In her art projects, Judit Flóra Schuller primarily uses the medium of photography, supplementing it with subtle material, media and text-based installation elements. Her complex installation unfolds narrative fragments presenting different strategies for dealing with the past (repetition, re-appropriation, reconstruction and the performative gestures of these), through the story of emptying and clearing out the apartment inherited from her grandfather, the filmmaker and cinematographer Imre Schuller. She is concerned with the micro-histories of her immediate family, through the study and artistic interpretation of the legacy, with fragmentary narratives that are part of the narrative histories of East-Central Europe, and that could in fact be our own. The inheritance is twofold: it is both a burden and a treasure. The gestures and emotions of respect and commitment to our ancestors and the traumatic memories transmitted through generations coexist in it. While an inheritance has a significant emotional content, an archive is based on the pragmatic exploration, collection, classification and preservation of objects. Inheritance involves both the act of remembering and preserving, but also sorting, processing and thus forgetting, in other words, it also displays an attempt to end the mourning process, which is reinforced by the involvement of the Schuller family in the Holocaust.

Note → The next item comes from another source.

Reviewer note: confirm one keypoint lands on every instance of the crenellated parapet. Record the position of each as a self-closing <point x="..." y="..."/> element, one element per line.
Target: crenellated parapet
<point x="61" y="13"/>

Judit Flóra Schuller explores the impacts of the narratives, inherited and sometimes traumatic memories, personal and collective memories and forces that affect our identity. Through personal and family elements, she describes unresolved past events with a sense of passing and loneliness, where symbolism, abstraction and condensation are used to promote collective reconciliation.
[1] Derrida, Jacques: Specters of Marx: The State of the Debt, the Work of Mourning and the New
International, trans. Kamuf, Peggy, New York–London, Routledge, 1994, p. 18.